Can you introduce yourself?

We are Julia Willms, visual artist, and Andrea Božić, choreographer. We have made The Cube, the work we present at SPRING, together but we are otherwise two independent artists who make their own work and at the same time collaborate in various constellations since 2003, also with sound artist Robert Pravda. The three of us have established in-disciplinary platform TILT in 2009, to inspire artistic practice and thinking beyond disciplines. We are interested in space, attention and presence.

Do you notice a difference in audience between different countries and/or cities?

Yes, definitely, there is a difference in what other work they see, how much, local tastes and atmospheres and mentality and culture. There is also a great difference between how people perceive our work within performing arts and visual arts for example.

What is your opinion on the social relevance of theatre?

Theatre, in its broadest sense, has great transformative potential for a society, it’s a place where we can do things we otherwise do not do, talk about things that are not talked about, play the way we otherwise don’t, imagine the unimaginable, be crazy and lucid and illogical, dance, try, fail, try again, and encounter each other in new ways. Theatre can create a world within a world where we can exercise different ways of being in the world.

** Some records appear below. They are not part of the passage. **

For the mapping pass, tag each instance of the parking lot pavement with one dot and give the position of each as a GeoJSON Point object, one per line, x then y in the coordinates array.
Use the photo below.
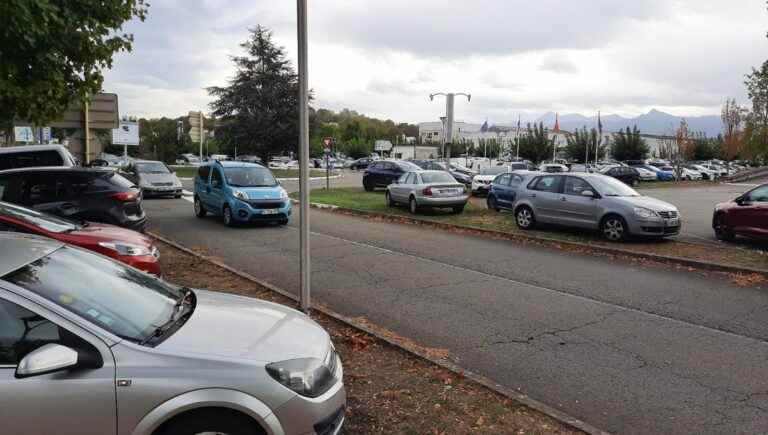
{"type": "Point", "coordinates": [630, 349]}
{"type": "Point", "coordinates": [696, 205]}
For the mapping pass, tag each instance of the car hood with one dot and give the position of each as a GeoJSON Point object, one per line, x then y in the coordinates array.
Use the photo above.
{"type": "Point", "coordinates": [240, 328]}
{"type": "Point", "coordinates": [111, 233]}
{"type": "Point", "coordinates": [646, 202]}
{"type": "Point", "coordinates": [261, 192]}
{"type": "Point", "coordinates": [158, 178]}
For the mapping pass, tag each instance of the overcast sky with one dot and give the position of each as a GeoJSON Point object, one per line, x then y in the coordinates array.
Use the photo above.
{"type": "Point", "coordinates": [383, 57]}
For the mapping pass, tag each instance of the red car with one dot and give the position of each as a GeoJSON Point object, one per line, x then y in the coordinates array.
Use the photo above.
{"type": "Point", "coordinates": [128, 246]}
{"type": "Point", "coordinates": [745, 216]}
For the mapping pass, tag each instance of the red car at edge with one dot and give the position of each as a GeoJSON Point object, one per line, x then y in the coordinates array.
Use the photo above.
{"type": "Point", "coordinates": [745, 216]}
{"type": "Point", "coordinates": [127, 246]}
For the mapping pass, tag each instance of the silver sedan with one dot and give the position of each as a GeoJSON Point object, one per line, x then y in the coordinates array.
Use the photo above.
{"type": "Point", "coordinates": [427, 189]}
{"type": "Point", "coordinates": [593, 201]}
{"type": "Point", "coordinates": [89, 346]}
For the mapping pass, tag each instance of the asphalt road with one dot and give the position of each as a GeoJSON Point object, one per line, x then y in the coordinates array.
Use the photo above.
{"type": "Point", "coordinates": [628, 348]}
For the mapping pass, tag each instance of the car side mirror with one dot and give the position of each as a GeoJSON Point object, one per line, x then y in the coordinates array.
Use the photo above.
{"type": "Point", "coordinates": [47, 359]}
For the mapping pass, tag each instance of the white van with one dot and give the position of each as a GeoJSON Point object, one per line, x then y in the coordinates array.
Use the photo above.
{"type": "Point", "coordinates": [29, 156]}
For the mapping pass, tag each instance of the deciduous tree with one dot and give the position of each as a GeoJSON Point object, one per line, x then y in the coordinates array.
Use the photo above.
{"type": "Point", "coordinates": [55, 51]}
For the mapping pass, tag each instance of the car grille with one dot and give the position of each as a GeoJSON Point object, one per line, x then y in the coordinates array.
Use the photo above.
{"type": "Point", "coordinates": [668, 214]}
{"type": "Point", "coordinates": [266, 204]}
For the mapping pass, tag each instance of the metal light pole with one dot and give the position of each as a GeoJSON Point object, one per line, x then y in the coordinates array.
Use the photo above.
{"type": "Point", "coordinates": [449, 99]}
{"type": "Point", "coordinates": [301, 12]}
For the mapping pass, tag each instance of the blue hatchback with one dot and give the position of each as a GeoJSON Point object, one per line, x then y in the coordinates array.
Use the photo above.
{"type": "Point", "coordinates": [240, 192]}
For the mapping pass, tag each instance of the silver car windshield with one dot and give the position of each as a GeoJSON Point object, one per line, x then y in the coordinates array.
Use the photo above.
{"type": "Point", "coordinates": [118, 298]}
{"type": "Point", "coordinates": [494, 170]}
{"type": "Point", "coordinates": [609, 186]}
{"type": "Point", "coordinates": [437, 177]}
{"type": "Point", "coordinates": [45, 221]}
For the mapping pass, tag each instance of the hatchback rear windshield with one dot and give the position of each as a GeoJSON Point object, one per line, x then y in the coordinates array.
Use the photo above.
{"type": "Point", "coordinates": [152, 168]}
{"type": "Point", "coordinates": [437, 177]}
{"type": "Point", "coordinates": [250, 177]}
{"type": "Point", "coordinates": [33, 217]}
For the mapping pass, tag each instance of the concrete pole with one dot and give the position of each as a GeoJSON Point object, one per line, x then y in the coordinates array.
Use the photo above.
{"type": "Point", "coordinates": [449, 109]}
{"type": "Point", "coordinates": [304, 262]}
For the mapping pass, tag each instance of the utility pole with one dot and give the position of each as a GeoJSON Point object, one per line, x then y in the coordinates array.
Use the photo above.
{"type": "Point", "coordinates": [304, 258]}
{"type": "Point", "coordinates": [449, 99]}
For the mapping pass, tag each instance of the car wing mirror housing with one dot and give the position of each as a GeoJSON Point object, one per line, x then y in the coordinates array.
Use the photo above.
{"type": "Point", "coordinates": [47, 359]}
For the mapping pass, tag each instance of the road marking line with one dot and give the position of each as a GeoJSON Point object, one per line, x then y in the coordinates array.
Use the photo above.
{"type": "Point", "coordinates": [538, 287]}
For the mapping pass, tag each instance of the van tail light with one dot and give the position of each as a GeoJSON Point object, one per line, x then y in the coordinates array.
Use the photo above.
{"type": "Point", "coordinates": [127, 196]}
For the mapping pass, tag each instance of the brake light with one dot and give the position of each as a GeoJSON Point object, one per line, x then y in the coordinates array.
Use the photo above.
{"type": "Point", "coordinates": [126, 196]}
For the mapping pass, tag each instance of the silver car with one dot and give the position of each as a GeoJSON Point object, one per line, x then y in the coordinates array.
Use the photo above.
{"type": "Point", "coordinates": [593, 201]}
{"type": "Point", "coordinates": [427, 189]}
{"type": "Point", "coordinates": [89, 346]}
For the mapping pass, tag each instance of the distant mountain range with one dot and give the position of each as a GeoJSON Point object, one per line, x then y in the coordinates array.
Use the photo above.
{"type": "Point", "coordinates": [654, 122]}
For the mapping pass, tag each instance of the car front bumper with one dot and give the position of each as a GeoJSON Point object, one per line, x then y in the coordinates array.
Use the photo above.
{"type": "Point", "coordinates": [659, 227]}
{"type": "Point", "coordinates": [244, 211]}
{"type": "Point", "coordinates": [323, 415]}
{"type": "Point", "coordinates": [448, 201]}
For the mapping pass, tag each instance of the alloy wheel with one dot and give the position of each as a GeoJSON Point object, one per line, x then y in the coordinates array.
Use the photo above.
{"type": "Point", "coordinates": [614, 230]}
{"type": "Point", "coordinates": [524, 218]}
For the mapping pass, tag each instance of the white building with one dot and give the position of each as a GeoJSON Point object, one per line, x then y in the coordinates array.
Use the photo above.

What drives you to be creative?

It’s natural.

What role did theatre/dance have for you when you grew up?

Andrea: Very important, it opened my mind to other possibilities. In my kindergarten, there were two teachers who started a gypsy dancing group and a painting group. I was in both of those. Later, I decided to become a theatre or a film director at the age of 12, after seeing a series of performances for grown ups that my father took me to, and joined a youth theatre company immediately.

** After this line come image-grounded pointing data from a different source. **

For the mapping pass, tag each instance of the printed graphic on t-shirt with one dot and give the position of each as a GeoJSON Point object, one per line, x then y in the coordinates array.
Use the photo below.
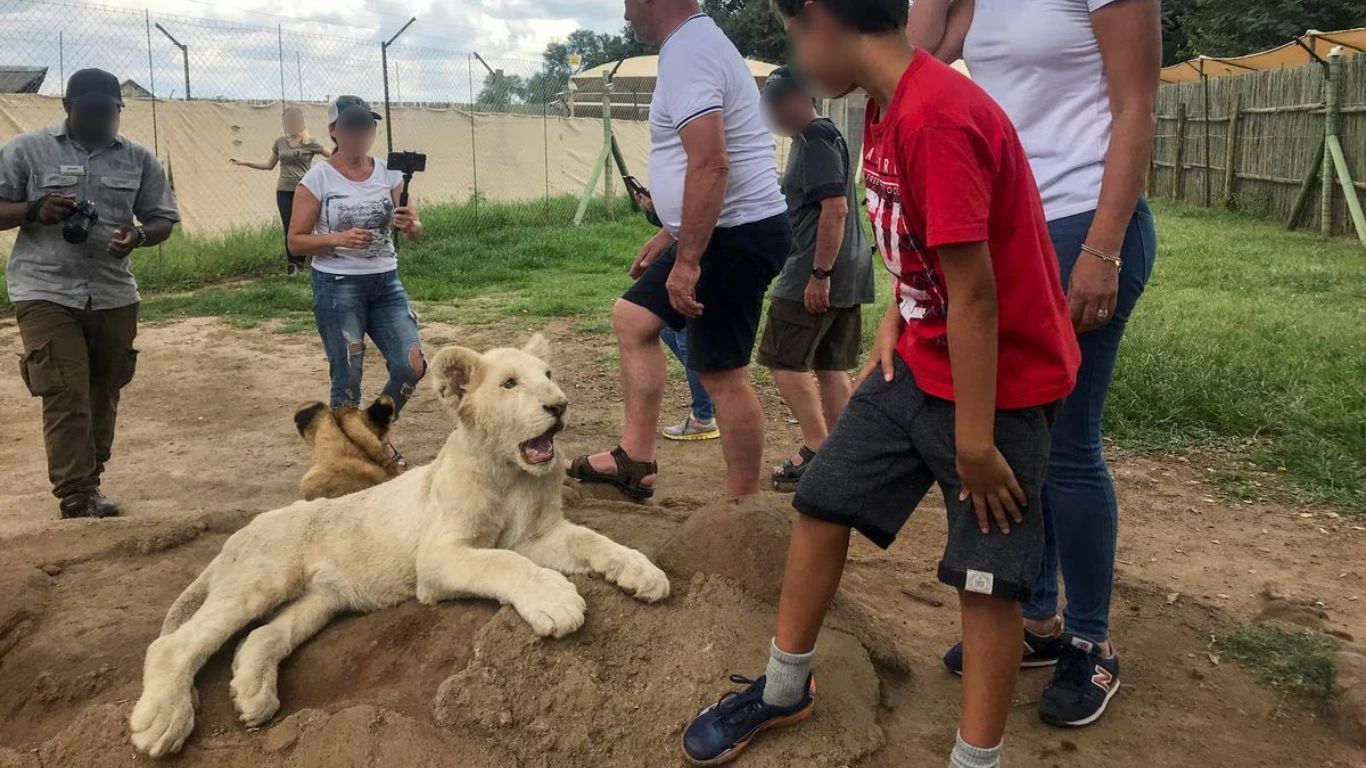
{"type": "Point", "coordinates": [344, 212]}
{"type": "Point", "coordinates": [918, 290]}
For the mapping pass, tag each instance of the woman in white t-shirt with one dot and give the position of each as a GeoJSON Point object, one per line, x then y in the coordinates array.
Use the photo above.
{"type": "Point", "coordinates": [1079, 81]}
{"type": "Point", "coordinates": [344, 213]}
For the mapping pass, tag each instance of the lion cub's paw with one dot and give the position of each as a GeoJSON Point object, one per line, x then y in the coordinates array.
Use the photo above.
{"type": "Point", "coordinates": [163, 719]}
{"type": "Point", "coordinates": [642, 578]}
{"type": "Point", "coordinates": [551, 604]}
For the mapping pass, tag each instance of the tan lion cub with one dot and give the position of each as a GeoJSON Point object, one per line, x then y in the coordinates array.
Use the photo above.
{"type": "Point", "coordinates": [347, 447]}
{"type": "Point", "coordinates": [481, 521]}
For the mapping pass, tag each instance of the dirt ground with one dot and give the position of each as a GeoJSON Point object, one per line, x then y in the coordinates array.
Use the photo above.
{"type": "Point", "coordinates": [206, 442]}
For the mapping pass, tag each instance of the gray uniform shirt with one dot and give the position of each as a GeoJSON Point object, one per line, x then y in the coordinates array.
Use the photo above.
{"type": "Point", "coordinates": [818, 168]}
{"type": "Point", "coordinates": [124, 181]}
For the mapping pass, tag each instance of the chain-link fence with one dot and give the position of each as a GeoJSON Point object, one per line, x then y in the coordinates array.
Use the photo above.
{"type": "Point", "coordinates": [499, 134]}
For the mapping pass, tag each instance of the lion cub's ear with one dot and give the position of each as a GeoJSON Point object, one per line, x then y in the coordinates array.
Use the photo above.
{"type": "Point", "coordinates": [305, 417]}
{"type": "Point", "coordinates": [538, 347]}
{"type": "Point", "coordinates": [456, 371]}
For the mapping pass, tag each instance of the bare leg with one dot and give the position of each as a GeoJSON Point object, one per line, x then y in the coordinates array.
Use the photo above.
{"type": "Point", "coordinates": [814, 567]}
{"type": "Point", "coordinates": [571, 550]}
{"type": "Point", "coordinates": [644, 375]}
{"type": "Point", "coordinates": [256, 667]}
{"type": "Point", "coordinates": [836, 390]}
{"type": "Point", "coordinates": [801, 395]}
{"type": "Point", "coordinates": [991, 664]}
{"type": "Point", "coordinates": [541, 596]}
{"type": "Point", "coordinates": [741, 418]}
{"type": "Point", "coordinates": [164, 715]}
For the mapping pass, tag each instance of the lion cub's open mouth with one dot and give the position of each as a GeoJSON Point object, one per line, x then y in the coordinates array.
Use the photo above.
{"type": "Point", "coordinates": [541, 448]}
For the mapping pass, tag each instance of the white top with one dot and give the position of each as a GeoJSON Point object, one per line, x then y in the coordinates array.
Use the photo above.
{"type": "Point", "coordinates": [347, 204]}
{"type": "Point", "coordinates": [1041, 62]}
{"type": "Point", "coordinates": [702, 73]}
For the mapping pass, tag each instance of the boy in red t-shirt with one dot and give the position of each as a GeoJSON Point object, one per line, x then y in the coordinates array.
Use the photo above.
{"type": "Point", "coordinates": [960, 388]}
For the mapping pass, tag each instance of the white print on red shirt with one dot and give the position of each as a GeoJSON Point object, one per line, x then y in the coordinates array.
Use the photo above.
{"type": "Point", "coordinates": [918, 290]}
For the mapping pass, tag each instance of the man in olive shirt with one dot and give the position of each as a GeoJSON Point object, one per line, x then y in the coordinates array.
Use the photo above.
{"type": "Point", "coordinates": [814, 320]}
{"type": "Point", "coordinates": [68, 279]}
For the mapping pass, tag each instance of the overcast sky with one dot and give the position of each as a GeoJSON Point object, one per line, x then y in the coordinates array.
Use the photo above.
{"type": "Point", "coordinates": [235, 49]}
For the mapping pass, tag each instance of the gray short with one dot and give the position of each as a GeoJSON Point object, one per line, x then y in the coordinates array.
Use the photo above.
{"type": "Point", "coordinates": [892, 443]}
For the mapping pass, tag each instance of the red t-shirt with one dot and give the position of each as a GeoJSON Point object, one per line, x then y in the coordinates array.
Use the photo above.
{"type": "Point", "coordinates": [945, 167]}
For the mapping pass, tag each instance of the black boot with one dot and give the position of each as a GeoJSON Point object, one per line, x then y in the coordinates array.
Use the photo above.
{"type": "Point", "coordinates": [89, 506]}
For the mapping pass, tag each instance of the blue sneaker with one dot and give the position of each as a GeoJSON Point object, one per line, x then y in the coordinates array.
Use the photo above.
{"type": "Point", "coordinates": [1040, 651]}
{"type": "Point", "coordinates": [1082, 685]}
{"type": "Point", "coordinates": [724, 729]}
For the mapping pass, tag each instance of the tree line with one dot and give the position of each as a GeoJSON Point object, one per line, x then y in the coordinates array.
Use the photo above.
{"type": "Point", "coordinates": [1190, 28]}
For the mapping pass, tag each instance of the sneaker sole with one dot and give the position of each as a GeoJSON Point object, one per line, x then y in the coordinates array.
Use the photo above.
{"type": "Point", "coordinates": [1083, 722]}
{"type": "Point", "coordinates": [735, 750]}
{"type": "Point", "coordinates": [691, 437]}
{"type": "Point", "coordinates": [1023, 666]}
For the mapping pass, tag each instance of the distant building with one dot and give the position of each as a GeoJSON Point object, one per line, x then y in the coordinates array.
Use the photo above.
{"type": "Point", "coordinates": [22, 79]}
{"type": "Point", "coordinates": [131, 89]}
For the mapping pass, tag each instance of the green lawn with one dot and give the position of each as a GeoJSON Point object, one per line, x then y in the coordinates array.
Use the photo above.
{"type": "Point", "coordinates": [1249, 336]}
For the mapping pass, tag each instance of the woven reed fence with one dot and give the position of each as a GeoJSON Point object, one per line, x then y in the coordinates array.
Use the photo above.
{"type": "Point", "coordinates": [1254, 142]}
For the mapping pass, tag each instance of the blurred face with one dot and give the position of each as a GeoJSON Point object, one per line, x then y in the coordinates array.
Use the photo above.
{"type": "Point", "coordinates": [354, 141]}
{"type": "Point", "coordinates": [639, 14]}
{"type": "Point", "coordinates": [293, 122]}
{"type": "Point", "coordinates": [93, 123]}
{"type": "Point", "coordinates": [825, 52]}
{"type": "Point", "coordinates": [790, 114]}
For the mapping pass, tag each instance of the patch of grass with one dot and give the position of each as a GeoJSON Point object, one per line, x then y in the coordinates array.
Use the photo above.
{"type": "Point", "coordinates": [1301, 663]}
{"type": "Point", "coordinates": [1253, 332]}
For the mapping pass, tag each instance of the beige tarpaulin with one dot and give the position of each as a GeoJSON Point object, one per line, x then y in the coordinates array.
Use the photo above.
{"type": "Point", "coordinates": [1286, 56]}
{"type": "Point", "coordinates": [511, 157]}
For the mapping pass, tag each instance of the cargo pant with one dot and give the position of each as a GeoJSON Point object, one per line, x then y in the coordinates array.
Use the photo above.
{"type": "Point", "coordinates": [77, 360]}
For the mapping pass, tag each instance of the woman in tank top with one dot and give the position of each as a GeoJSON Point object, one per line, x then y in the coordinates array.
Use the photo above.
{"type": "Point", "coordinates": [293, 153]}
{"type": "Point", "coordinates": [1079, 81]}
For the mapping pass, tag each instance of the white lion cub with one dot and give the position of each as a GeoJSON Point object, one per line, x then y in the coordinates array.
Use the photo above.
{"type": "Point", "coordinates": [481, 521]}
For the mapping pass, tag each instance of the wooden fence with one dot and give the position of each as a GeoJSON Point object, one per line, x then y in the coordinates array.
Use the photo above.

If you hadn’t become an artist, what would have been your profession?

Andrea: A mystic. Julia: An explorer.

What is your interpretation of the slogan “Inside is outside is inside”?

That there is no clear division between what we feel and perceive as internal and what we feel or perceive as external. That one is not in the space but one is space.

What experience do you want to create for your audience?

An experience of a particular attention.

In your installations you use organic images and natural landscapes in a room. Why do you want to show your audience these specific images?

They are archetypal images and as such they speak to us directly, they cannot be verbalized. They are a kind of an emotion in image form. They evoke feelings in the viewer who stand in the space with these images, and these feelings are paradoxical, impossible, but somehow vaguely familiar.

The installation The Cube is part of the exhibition Spectra: Light Like A Bird, Not Like A Feather. What place does The Cube take in the whole exhibition?

The Cube is one of the 6 works which we presented in this exhibition, where all the works are  in dialogue with each other and create a larger trajectory. The Cube is literally the biggest work because it works with the whole room as a kind of a sculpture the visitor stands in, so the visitor her/himself is implied as part of it. You cannot look at it from outside, as an object,  but need to step into it. The other works shift the perspective of viewing, each in a different  way.

With your installation The Cube you focus on landscapes and animals. What other theme would you like to use for your next installation as a follow-up to The Cube?

Light – dark – light – heavy. But also, we will continue with the weather and landscapes in architectural environments, since the next step of The Cube is a live performance version of it.